Собрание вела женщина в белом, она держала в вытянутых руках большую серебряную чашу и говорила низким чистым голосом:
– Как в самом начале времен, великие силы будут призваны через кровь, и под нашей рукой, вершащей возмездие, чаши весов придут в равновесие.
– Да будет так, – хором пропели остальные.
– В эту ночь мы призываем силы и преданных слуг тьмы засвидетельствовать наш договор с ними.
– Да будет так!
* * *
Между стропилами зашелестели кожистые крылья: губительные духи зла начали собираться под крышей и наблюдали сверху за происходящим, мерцая желтыми глазами, скаля зубы в жутких ухмылках, упиваясь поклонением и почитанием.
Вцепившись в стропила под самым гребнем крыши, за церемонией следил Разрушитель, знавший наизусть все слова заклинания.
* * *
– Пусть ярость их воспылает против наших врагов, против всех, кто противостоит нам.
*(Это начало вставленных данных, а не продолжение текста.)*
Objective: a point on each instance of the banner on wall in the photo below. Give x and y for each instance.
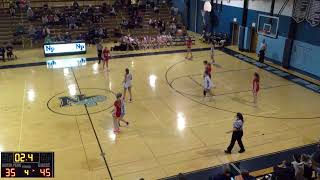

Пусть милость их пребудет с нами, принесшими им эту жертву.
– Да будет так!
– Пусть женщина найдется.
– Да будет так.
Да будет так, – подхватили демоны, обмениваясь взглядами.
– Непременно будет, – сказал Разрушитель. – Непременно.
* * *
– Да будет она изгнана из укрытия и стерта в порошок, – провозгласила женщина.
– Да будет так, – хором пропели остальные.
Демоны закивали головами и одобрительно захихикали, крылья их задрожали от возбуждения. Темные духи продолжали прибывать. Они тесно облепили стропила, скаты крыши, заполнили сеновал.
– Да будут разбиты и разделены христиане, да поразит их недуг, да поразит их злая воля.